Studies may include descriptive and/or inferential statistics. Descriptive statistics simply describe the data sets (e.g., mean body weight), while inferential statistics analyze data to draw conclusions about the general population.
Statistical significance may not necessarily mean that a difference is clinically meaningful. Finding a statistically significant difference indicates that the difference identified between the treatment arms is unlikely to be due to chance; rather, it is likely due to the intervention. However, the difference may not be substantial enough to affect the outcomes that matter to the patient (i.e., a clinically significant difference). For instance, a statistically significant difference in blood pressure may not be large enough to produce an outcome that experts in the field believe would make patients’ lives better.

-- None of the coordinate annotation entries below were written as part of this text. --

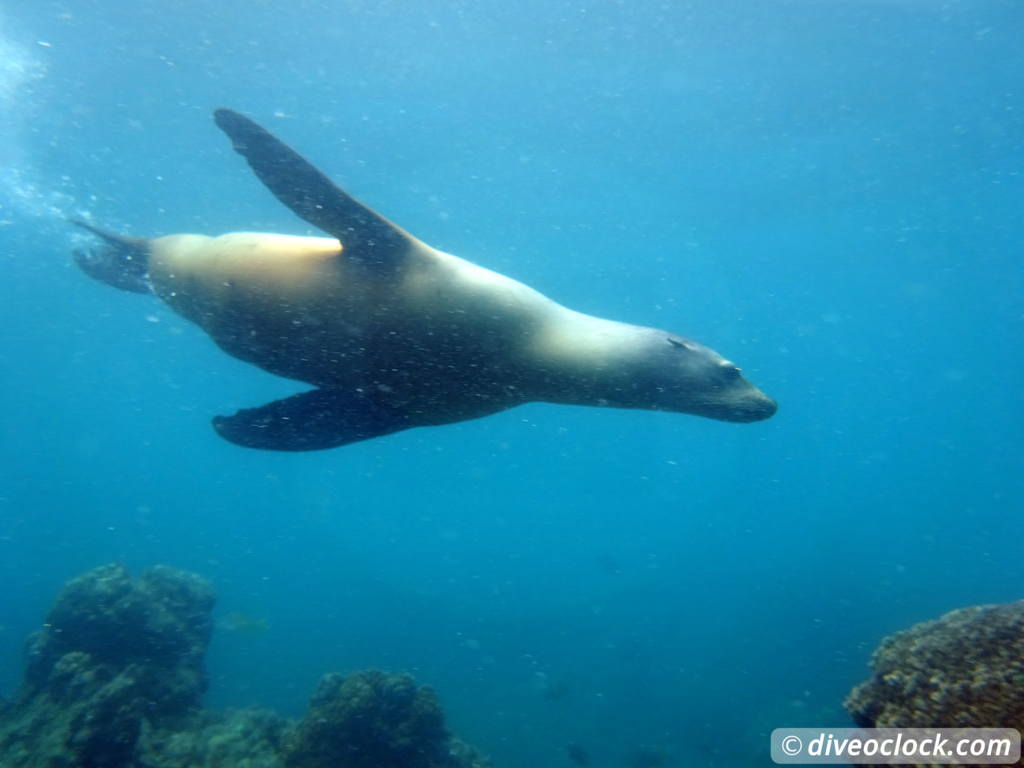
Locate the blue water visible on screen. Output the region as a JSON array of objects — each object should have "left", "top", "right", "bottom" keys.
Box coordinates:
[{"left": 0, "top": 0, "right": 1024, "bottom": 768}]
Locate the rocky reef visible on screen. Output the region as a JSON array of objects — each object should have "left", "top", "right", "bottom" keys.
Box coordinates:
[
  {"left": 845, "top": 601, "right": 1024, "bottom": 730},
  {"left": 0, "top": 565, "right": 489, "bottom": 768}
]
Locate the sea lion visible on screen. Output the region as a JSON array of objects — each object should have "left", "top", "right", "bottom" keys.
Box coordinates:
[{"left": 74, "top": 110, "right": 776, "bottom": 451}]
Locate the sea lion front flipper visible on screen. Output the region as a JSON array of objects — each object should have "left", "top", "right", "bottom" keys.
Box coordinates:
[
  {"left": 68, "top": 218, "right": 152, "bottom": 293},
  {"left": 213, "top": 109, "right": 416, "bottom": 266},
  {"left": 213, "top": 389, "right": 413, "bottom": 451}
]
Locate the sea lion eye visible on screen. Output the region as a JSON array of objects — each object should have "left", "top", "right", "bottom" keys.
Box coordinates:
[{"left": 665, "top": 336, "right": 693, "bottom": 352}]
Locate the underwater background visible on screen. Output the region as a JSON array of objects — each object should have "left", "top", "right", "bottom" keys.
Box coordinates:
[{"left": 0, "top": 0, "right": 1024, "bottom": 768}]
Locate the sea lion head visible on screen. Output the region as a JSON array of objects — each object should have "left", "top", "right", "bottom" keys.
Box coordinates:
[{"left": 607, "top": 329, "right": 778, "bottom": 422}]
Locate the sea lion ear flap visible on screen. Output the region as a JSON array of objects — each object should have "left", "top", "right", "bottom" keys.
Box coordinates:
[{"left": 213, "top": 110, "right": 416, "bottom": 267}]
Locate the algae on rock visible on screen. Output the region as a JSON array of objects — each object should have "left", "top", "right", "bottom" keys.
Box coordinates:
[{"left": 0, "top": 565, "right": 489, "bottom": 768}]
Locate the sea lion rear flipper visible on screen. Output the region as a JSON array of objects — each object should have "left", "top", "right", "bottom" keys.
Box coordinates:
[
  {"left": 213, "top": 389, "right": 412, "bottom": 451},
  {"left": 214, "top": 110, "right": 415, "bottom": 266}
]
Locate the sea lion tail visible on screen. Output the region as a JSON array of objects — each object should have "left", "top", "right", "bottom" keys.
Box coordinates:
[{"left": 68, "top": 218, "right": 152, "bottom": 293}]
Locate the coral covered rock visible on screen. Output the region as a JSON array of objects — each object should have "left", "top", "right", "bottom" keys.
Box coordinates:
[
  {"left": 0, "top": 565, "right": 488, "bottom": 768},
  {"left": 845, "top": 601, "right": 1024, "bottom": 730},
  {"left": 286, "top": 670, "right": 486, "bottom": 768},
  {"left": 0, "top": 565, "right": 213, "bottom": 768}
]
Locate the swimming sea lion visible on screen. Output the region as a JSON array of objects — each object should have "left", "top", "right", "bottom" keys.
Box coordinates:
[{"left": 74, "top": 110, "right": 776, "bottom": 451}]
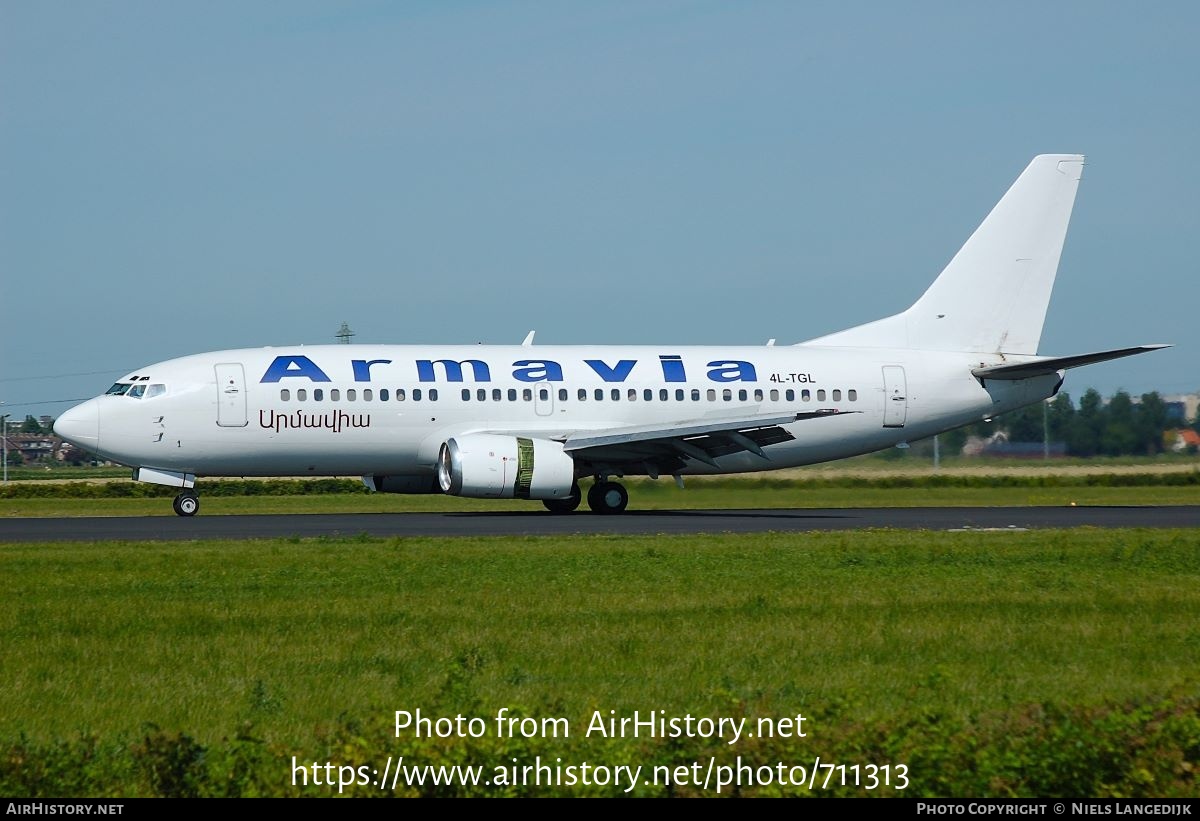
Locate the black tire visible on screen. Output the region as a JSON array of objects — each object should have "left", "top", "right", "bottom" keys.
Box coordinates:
[
  {"left": 588, "top": 481, "right": 629, "bottom": 515},
  {"left": 170, "top": 492, "right": 200, "bottom": 516},
  {"left": 541, "top": 485, "right": 583, "bottom": 513}
]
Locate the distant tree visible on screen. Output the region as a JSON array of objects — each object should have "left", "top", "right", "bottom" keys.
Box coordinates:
[
  {"left": 937, "top": 427, "right": 967, "bottom": 456},
  {"left": 1067, "top": 388, "right": 1104, "bottom": 456},
  {"left": 1100, "top": 390, "right": 1138, "bottom": 456},
  {"left": 1001, "top": 402, "right": 1043, "bottom": 442},
  {"left": 1134, "top": 390, "right": 1166, "bottom": 456},
  {"left": 1046, "top": 394, "right": 1075, "bottom": 442}
]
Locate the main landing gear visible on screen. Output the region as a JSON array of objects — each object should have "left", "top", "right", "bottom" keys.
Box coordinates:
[
  {"left": 588, "top": 479, "right": 629, "bottom": 514},
  {"left": 170, "top": 491, "right": 200, "bottom": 516},
  {"left": 541, "top": 483, "right": 583, "bottom": 513},
  {"left": 541, "top": 479, "right": 629, "bottom": 514}
]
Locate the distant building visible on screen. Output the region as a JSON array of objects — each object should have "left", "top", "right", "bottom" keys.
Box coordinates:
[
  {"left": 1163, "top": 427, "right": 1200, "bottom": 454},
  {"left": 1163, "top": 394, "right": 1200, "bottom": 425}
]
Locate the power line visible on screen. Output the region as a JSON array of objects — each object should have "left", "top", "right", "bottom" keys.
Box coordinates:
[
  {"left": 0, "top": 396, "right": 92, "bottom": 408},
  {"left": 0, "top": 367, "right": 128, "bottom": 382}
]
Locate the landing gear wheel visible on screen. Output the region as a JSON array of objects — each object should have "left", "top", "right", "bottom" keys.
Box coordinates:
[
  {"left": 170, "top": 491, "right": 200, "bottom": 516},
  {"left": 588, "top": 481, "right": 629, "bottom": 514},
  {"left": 541, "top": 485, "right": 583, "bottom": 513}
]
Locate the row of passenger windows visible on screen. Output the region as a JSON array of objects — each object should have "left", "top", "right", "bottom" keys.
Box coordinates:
[{"left": 280, "top": 388, "right": 858, "bottom": 402}]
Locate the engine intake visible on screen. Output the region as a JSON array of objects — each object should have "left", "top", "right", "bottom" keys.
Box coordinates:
[{"left": 438, "top": 433, "right": 575, "bottom": 499}]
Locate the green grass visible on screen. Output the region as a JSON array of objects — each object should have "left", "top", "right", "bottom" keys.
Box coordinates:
[
  {"left": 0, "top": 480, "right": 1200, "bottom": 517},
  {"left": 0, "top": 529, "right": 1200, "bottom": 797},
  {"left": 0, "top": 531, "right": 1200, "bottom": 739}
]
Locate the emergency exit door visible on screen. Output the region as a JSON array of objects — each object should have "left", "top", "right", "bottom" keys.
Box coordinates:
[{"left": 883, "top": 365, "right": 908, "bottom": 427}]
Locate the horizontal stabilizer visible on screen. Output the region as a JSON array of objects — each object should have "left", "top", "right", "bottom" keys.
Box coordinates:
[{"left": 971, "top": 344, "right": 1171, "bottom": 379}]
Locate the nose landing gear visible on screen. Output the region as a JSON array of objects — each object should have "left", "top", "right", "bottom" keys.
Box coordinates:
[
  {"left": 588, "top": 479, "right": 629, "bottom": 514},
  {"left": 170, "top": 491, "right": 200, "bottom": 516}
]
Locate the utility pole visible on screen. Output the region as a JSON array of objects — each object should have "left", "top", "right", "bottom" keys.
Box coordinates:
[
  {"left": 1042, "top": 400, "right": 1050, "bottom": 462},
  {"left": 0, "top": 413, "right": 8, "bottom": 485}
]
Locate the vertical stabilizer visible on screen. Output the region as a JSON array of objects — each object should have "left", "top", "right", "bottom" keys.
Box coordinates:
[{"left": 804, "top": 154, "right": 1084, "bottom": 354}]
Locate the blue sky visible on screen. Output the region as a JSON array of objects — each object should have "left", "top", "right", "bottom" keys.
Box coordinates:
[{"left": 0, "top": 0, "right": 1200, "bottom": 415}]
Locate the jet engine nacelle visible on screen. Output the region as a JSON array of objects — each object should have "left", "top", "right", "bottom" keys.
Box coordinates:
[{"left": 438, "top": 433, "right": 575, "bottom": 499}]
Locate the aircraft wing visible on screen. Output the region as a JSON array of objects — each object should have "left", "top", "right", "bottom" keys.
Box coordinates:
[
  {"left": 971, "top": 344, "right": 1171, "bottom": 379},
  {"left": 563, "top": 408, "right": 859, "bottom": 477}
]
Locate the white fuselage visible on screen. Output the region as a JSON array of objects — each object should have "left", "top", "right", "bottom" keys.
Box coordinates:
[{"left": 59, "top": 344, "right": 1061, "bottom": 480}]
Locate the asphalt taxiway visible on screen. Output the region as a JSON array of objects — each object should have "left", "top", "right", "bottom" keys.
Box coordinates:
[{"left": 0, "top": 505, "right": 1200, "bottom": 543}]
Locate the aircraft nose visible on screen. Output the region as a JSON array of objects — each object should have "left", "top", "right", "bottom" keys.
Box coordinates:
[{"left": 54, "top": 398, "right": 100, "bottom": 450}]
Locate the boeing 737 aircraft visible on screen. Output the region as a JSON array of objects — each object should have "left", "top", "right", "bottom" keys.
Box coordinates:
[{"left": 54, "top": 155, "right": 1166, "bottom": 516}]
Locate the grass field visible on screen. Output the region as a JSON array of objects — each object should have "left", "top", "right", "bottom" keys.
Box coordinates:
[
  {"left": 0, "top": 474, "right": 1200, "bottom": 517},
  {"left": 0, "top": 531, "right": 1200, "bottom": 795}
]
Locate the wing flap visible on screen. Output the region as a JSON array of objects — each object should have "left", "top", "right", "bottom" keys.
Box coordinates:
[{"left": 563, "top": 408, "right": 860, "bottom": 475}]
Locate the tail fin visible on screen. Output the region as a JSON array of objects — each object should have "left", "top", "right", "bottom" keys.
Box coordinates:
[{"left": 803, "top": 154, "right": 1084, "bottom": 354}]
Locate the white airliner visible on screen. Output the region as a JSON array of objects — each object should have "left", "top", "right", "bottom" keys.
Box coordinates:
[{"left": 54, "top": 155, "right": 1168, "bottom": 516}]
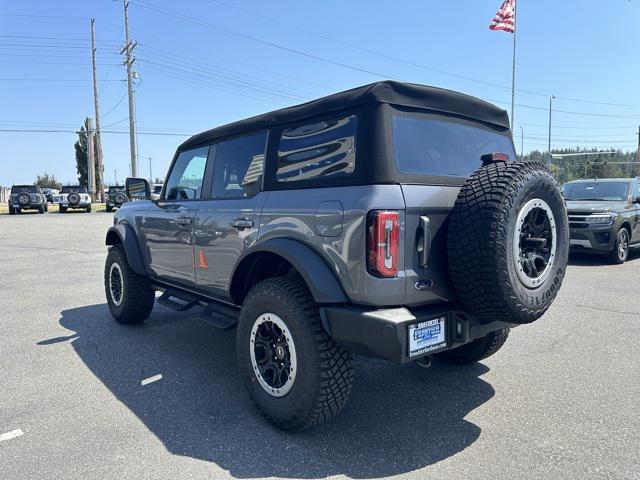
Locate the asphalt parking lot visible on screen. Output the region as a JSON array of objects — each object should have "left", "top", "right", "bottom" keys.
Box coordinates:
[{"left": 0, "top": 212, "right": 640, "bottom": 480}]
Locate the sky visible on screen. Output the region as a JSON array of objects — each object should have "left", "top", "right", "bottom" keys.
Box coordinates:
[{"left": 0, "top": 0, "right": 640, "bottom": 186}]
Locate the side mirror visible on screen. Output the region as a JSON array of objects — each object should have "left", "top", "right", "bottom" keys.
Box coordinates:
[{"left": 124, "top": 177, "right": 151, "bottom": 200}]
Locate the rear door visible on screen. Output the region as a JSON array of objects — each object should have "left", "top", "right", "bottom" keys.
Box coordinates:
[
  {"left": 140, "top": 146, "right": 209, "bottom": 286},
  {"left": 631, "top": 181, "right": 640, "bottom": 243},
  {"left": 195, "top": 132, "right": 268, "bottom": 300}
]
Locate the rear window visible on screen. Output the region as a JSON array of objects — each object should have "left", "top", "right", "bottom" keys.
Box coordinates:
[
  {"left": 60, "top": 187, "right": 87, "bottom": 193},
  {"left": 393, "top": 115, "right": 516, "bottom": 177},
  {"left": 276, "top": 115, "right": 358, "bottom": 182},
  {"left": 11, "top": 185, "right": 38, "bottom": 193}
]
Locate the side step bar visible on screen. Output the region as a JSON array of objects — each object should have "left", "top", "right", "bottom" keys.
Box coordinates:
[
  {"left": 158, "top": 290, "right": 200, "bottom": 312},
  {"left": 157, "top": 288, "right": 240, "bottom": 330}
]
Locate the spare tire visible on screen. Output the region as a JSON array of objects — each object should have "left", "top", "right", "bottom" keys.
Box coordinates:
[{"left": 447, "top": 162, "right": 569, "bottom": 323}]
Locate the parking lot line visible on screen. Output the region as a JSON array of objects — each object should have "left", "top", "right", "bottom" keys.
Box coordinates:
[
  {"left": 0, "top": 428, "right": 24, "bottom": 442},
  {"left": 140, "top": 373, "right": 162, "bottom": 385}
]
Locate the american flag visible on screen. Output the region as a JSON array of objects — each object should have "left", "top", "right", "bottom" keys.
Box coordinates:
[{"left": 489, "top": 0, "right": 516, "bottom": 33}]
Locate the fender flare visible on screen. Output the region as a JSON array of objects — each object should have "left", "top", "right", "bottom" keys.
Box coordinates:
[
  {"left": 105, "top": 223, "right": 147, "bottom": 275},
  {"left": 231, "top": 238, "right": 349, "bottom": 303}
]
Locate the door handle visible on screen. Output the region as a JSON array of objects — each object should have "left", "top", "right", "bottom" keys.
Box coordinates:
[
  {"left": 171, "top": 217, "right": 191, "bottom": 227},
  {"left": 231, "top": 218, "right": 253, "bottom": 230}
]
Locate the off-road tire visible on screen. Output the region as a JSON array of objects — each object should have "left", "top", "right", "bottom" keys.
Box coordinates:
[
  {"left": 236, "top": 277, "right": 353, "bottom": 431},
  {"left": 435, "top": 328, "right": 509, "bottom": 365},
  {"left": 609, "top": 227, "right": 630, "bottom": 265},
  {"left": 104, "top": 244, "right": 156, "bottom": 324},
  {"left": 447, "top": 162, "right": 569, "bottom": 324}
]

Conducting proper data analysis requires an adequate number of participants (sample size) to detect a difference between treatment arms. The study power that the investigators set is used to determine the number of participants needed. A power of 80% or 0.8 is commonly considered acceptable in clinical studies.
Effect size provides information on the magnitude of the difference between the study arms and therefore is indicative of the importance of the difference found. One common term associated with measures of effect size is relative risk (RR).
Relative risk is a measure used to compare the probability of an event occurring in the treatment group versus the control group. In practical terms, it is calculated by dividing the probability (usually %) of the event occurring in the treatment group by the probability of it occurring in the control group. A RR of 1 implies that there is no difference in risk of the event between groups. A RR < 1 implies a lower risk of the event in the treatment group, whereas a RR > 1 implies a higher risk of the event in the treatment group. For example, a RR of 0.6 indicates that the treatment group has a 40% lower risk of the event compared to the control group.
Confidence interval (CI) is a term used in conjunction with the study’s findings (e.g., the RR) and refers to the range where the true effect size is expected to lie. In most cases, a 95% CI is used. This means that if the study was repeated over and over, 95% of the resulting RR would fall within this CI. The width of the CI is related to the sample size and variability of the sample; the narrower the CI, the greater the precision of the values. If the 95% CI for a RR crosses 1 (e.g., 0.4-1.2), a statistical difference between study arms is not present. Likewise, if study findings are presented as an estimated difference, a 95% CI crossing a 0 (e.g., -1.2-0.9) indicates that the difference is not statistically significant.
Basic skills in study analysis and critique are required for pharmacists to be able to interpret clinical studies. Applying study results to practice can help pharmacists improve patient outcomes.